I just set up two extra payments towards my student loans. One to my ~$15k at 4.5% loan, and one to my ~$44k at 4% loan. And it was kind of on a whim. I was visiting my mint page (as I do, perhaps too often) and saw the reminder to pay my student loan bill. And technically, I don’t have to schedule payments, as I’ve signed up for their automatic bill pay setup (which I believe gives me a .25% interest rate deduction). But I can still manually set up payments.
Why did I do this? I think it was due in part to realizing that my savings account at ING is making pretty crummy interest(1.835% (1.85% APY)), compared to back in the heyday (only a few years ago!), though I will admit it’s still much better than the tiny rate I used to get at my brick and mortar bank.
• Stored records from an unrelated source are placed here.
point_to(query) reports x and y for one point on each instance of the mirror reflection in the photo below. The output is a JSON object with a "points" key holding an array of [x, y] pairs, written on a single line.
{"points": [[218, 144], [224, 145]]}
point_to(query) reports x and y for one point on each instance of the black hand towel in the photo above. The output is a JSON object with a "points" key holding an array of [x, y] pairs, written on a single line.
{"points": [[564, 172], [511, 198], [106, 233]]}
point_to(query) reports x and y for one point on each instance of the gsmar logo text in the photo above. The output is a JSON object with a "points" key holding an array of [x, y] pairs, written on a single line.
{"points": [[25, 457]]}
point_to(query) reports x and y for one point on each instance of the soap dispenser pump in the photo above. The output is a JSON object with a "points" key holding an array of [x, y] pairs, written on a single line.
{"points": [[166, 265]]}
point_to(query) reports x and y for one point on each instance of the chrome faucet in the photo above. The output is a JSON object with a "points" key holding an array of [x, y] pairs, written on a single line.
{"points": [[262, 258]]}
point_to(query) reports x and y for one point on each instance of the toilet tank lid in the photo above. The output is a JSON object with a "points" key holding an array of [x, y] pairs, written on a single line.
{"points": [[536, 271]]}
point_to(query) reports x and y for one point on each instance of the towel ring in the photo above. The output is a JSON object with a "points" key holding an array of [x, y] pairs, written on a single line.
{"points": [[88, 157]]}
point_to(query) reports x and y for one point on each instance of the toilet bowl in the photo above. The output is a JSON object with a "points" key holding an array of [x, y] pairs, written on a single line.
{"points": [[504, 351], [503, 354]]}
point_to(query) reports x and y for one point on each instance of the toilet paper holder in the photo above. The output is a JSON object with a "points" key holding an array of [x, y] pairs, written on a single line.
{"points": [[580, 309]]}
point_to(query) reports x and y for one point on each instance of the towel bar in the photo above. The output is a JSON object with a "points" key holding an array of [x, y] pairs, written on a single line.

And so my money is going to do a lot more for me (net-worth speaking) paying down my student loans than it would be sitting in savings. And I actually didn’t move any money out of my savings account, I just took some out of my checking to pay these extra payments. So I’m not saving any less.
So, while I feel a bit anxious about the fact that I’ve reduced my liquid assets by ~$1k, in the long term, my net worth will thank me.
In the meantime, I’m also wondering if I should start “shopping around” for better savings account interest rates (or signing up for a CD ladder, which I’m still not very familiar with). I have heard good things about Emigrant Direct, but I’m not sure how much of an impact a slightly higher rate will have on my savings. What are you doing to counteract this crumbling economy of ours?